Monday, 19 January 2015 | By Kye White

Underestimating the amount of time and money that’s required to launch marketing and PR campaign is a common mistake made by startups, according to Sharon Zeev Poole, the founder of public relations agency Agent 99 PR.


“PR is often an afterthought for startups, they’ll pick up the phone a week or a few days from launch,” Zeev Poole says.


“Start the process at least a month or two before launch. If you’ve got a PR agency give them time to get you prepared. We give clients a checklist before we even start, so they have the timeframe to pull everything together.”

Tips for founders handling their own PR

For startups that are being funded solely by their founders sometimes there just isn’t money to outsource PR. Zeev Poole says it might sound simple, but the key thing for founders conducting a PR campaign is to present professionally.

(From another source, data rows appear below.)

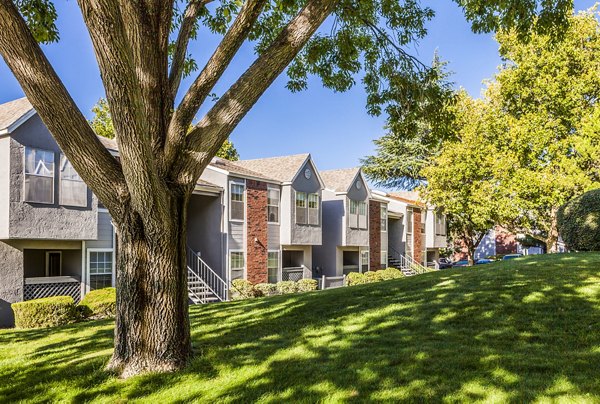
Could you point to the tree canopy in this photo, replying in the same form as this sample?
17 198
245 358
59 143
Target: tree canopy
142 54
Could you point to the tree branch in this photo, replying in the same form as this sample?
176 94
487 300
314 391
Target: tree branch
122 33
206 137
206 80
190 15
50 98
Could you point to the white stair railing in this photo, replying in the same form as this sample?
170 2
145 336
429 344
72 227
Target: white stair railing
199 271
408 263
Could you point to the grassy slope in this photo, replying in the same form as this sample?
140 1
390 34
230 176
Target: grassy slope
521 330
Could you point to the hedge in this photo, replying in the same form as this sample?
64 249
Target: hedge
47 312
98 304
579 222
286 287
307 285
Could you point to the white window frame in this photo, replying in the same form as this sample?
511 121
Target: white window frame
231 252
384 218
48 262
366 215
243 185
278 264
278 206
308 209
383 259
60 181
25 174
296 208
88 269
362 255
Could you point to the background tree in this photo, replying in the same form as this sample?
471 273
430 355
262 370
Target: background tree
548 93
462 181
141 49
102 124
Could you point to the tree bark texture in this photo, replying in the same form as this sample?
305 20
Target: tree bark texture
148 188
152 331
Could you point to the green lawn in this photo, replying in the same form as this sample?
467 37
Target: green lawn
522 330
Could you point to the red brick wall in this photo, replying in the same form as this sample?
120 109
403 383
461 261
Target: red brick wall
418 237
256 230
375 235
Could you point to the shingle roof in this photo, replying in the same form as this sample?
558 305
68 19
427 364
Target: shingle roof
12 111
236 169
282 169
339 180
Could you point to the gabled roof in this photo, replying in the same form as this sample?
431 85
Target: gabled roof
233 168
14 113
284 169
340 180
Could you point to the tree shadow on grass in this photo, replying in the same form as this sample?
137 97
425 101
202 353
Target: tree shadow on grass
461 335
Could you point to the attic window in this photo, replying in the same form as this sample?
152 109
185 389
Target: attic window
39 176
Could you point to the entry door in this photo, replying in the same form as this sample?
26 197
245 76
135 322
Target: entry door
53 263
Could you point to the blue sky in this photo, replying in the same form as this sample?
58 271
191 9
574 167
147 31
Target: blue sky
333 127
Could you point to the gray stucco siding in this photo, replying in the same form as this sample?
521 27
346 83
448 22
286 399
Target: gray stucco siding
44 221
11 284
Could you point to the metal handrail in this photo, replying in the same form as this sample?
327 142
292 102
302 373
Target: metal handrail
408 262
199 270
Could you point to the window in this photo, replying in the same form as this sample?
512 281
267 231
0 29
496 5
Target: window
236 264
357 218
362 215
39 176
440 225
273 266
353 215
53 263
301 211
384 259
313 209
273 206
100 268
236 204
364 261
73 191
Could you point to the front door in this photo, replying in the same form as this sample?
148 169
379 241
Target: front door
53 263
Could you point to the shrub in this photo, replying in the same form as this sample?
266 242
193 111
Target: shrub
355 278
579 222
47 312
390 273
242 289
307 285
100 303
371 277
286 287
266 289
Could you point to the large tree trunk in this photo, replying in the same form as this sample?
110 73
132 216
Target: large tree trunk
552 239
152 331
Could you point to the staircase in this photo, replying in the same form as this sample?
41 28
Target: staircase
406 263
204 284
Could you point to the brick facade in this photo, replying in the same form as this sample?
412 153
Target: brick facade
417 236
256 249
374 235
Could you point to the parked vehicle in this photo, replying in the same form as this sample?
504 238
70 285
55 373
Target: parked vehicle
444 263
483 261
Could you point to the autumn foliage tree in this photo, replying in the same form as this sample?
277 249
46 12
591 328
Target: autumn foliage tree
142 52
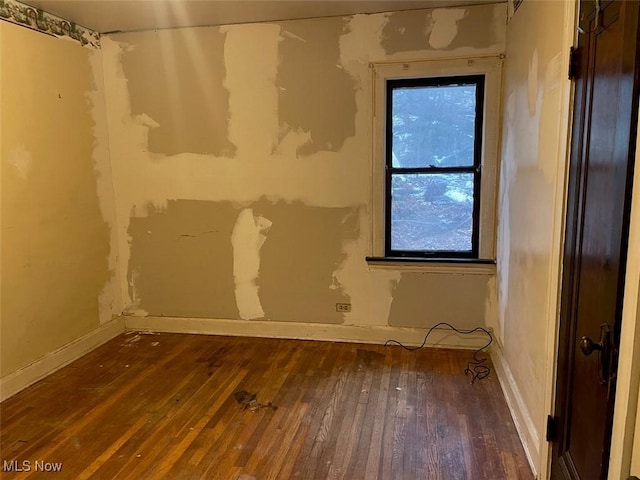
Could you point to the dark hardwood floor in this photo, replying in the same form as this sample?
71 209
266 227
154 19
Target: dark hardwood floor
181 407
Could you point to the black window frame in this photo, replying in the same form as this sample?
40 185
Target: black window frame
479 80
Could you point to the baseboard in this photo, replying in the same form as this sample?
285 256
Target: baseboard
521 418
442 338
26 376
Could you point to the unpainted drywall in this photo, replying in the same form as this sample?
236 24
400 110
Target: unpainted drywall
176 79
421 300
224 260
530 203
55 242
300 257
444 29
182 260
299 117
316 95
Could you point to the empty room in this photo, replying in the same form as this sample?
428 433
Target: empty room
319 239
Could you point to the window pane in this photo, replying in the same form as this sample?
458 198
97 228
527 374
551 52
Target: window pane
432 212
433 126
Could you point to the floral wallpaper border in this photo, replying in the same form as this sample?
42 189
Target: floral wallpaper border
36 19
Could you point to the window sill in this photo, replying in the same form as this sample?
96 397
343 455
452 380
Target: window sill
473 266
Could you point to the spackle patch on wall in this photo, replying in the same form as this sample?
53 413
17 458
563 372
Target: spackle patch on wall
457 299
481 26
477 27
249 234
406 31
316 95
183 257
176 78
299 259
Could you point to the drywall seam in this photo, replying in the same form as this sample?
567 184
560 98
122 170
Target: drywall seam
110 298
323 179
249 234
251 75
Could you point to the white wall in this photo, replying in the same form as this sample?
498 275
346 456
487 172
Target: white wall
241 159
530 211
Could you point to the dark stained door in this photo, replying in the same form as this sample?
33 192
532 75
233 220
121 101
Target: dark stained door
602 153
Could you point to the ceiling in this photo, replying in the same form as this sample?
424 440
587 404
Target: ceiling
130 15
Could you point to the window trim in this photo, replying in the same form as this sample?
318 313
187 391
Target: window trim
478 81
491 68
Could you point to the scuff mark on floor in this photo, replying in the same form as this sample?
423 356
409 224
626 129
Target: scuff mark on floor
249 401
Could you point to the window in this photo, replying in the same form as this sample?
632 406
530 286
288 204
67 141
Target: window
434 170
433 145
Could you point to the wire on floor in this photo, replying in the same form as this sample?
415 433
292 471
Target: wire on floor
475 367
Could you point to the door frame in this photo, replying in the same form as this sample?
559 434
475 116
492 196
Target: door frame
625 421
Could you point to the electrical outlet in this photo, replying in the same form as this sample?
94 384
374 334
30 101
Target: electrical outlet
343 307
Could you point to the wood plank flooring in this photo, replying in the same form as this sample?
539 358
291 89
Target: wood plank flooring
167 406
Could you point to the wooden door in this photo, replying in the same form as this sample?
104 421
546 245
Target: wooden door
601 167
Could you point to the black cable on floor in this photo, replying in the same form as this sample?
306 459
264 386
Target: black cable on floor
475 367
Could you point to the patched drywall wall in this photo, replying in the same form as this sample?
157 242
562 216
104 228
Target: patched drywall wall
183 101
421 299
300 258
58 266
182 260
530 210
443 29
296 99
310 72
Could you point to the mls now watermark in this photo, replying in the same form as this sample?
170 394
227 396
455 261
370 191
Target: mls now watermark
29 466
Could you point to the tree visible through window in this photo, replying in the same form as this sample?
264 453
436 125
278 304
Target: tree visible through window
433 158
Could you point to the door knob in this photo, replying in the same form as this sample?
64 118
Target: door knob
603 347
587 346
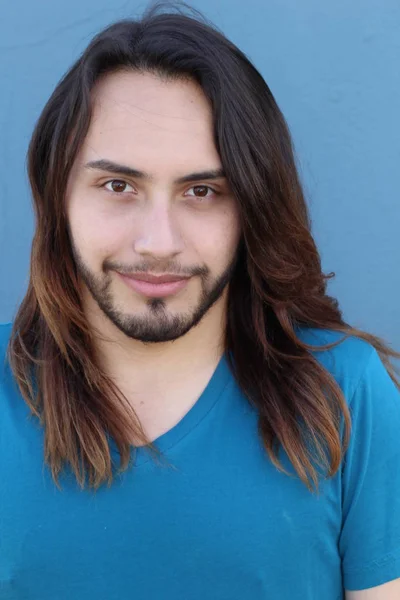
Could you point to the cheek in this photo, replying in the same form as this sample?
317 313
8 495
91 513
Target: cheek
216 243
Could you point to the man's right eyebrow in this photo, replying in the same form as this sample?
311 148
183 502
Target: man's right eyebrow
118 169
112 167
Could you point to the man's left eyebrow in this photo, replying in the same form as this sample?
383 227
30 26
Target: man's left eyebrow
111 167
201 176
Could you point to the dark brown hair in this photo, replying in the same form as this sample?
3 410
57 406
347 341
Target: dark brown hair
278 284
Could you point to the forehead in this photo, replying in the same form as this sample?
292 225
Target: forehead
151 123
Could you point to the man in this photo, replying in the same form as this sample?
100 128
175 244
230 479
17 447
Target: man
173 327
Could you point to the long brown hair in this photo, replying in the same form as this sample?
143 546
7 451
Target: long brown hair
278 284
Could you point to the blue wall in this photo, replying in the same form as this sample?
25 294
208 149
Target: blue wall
334 70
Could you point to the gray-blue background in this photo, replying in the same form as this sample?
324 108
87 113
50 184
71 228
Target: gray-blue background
334 70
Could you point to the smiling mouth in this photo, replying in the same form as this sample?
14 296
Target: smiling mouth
155 286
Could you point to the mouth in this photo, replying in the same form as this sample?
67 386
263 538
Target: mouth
154 286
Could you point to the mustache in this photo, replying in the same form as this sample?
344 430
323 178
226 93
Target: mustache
156 269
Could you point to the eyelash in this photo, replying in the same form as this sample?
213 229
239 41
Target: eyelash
103 185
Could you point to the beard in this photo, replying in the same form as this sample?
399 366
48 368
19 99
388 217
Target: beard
158 324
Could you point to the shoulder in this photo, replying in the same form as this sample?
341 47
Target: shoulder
350 362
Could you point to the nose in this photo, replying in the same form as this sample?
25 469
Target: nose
157 233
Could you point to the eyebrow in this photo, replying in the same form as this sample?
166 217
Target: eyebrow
112 167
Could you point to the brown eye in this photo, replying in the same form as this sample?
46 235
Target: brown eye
200 190
117 186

“A lot of the time there’s a tendency to be like ‘you’re my mate’,” she says.


“You need to do your research and understand how PR agencies and PR people offer up their information. Make sure you’re writing short, very concise emails. Have a coffee with (journalists/producers), start building that relationship but know it might not happen instantaneously.”


Zeev Poole says startups also shouldn’t dismiss the role that bloggers can play in promoting new products, while also being sure not to take a “scattergun approach”. That is founders should target five to ten publications that make sense for their audience. Developing relationships early is key, she says, but startup founders should be wary not to be a nuisance.


“When media says no, they mean no, don’t keep hounding and don’t keep pushing,” she says.


“Be polite and ask for feedback. Ask why it didn’t work for them so at least you know what to do better down the track. And I don’t mean two days later.”

How to choose a PR agency?

For those startups keen to outsource PR to an agency, Poole suggests asking for names of clients that they can contact for a reference. If the PR agency is defensive then that could be a warning sign.


“They should be able to offer up references really easily,” she says.


“There’s nothing wrong with asking to speak to three similar clients and see what they say about the agency.”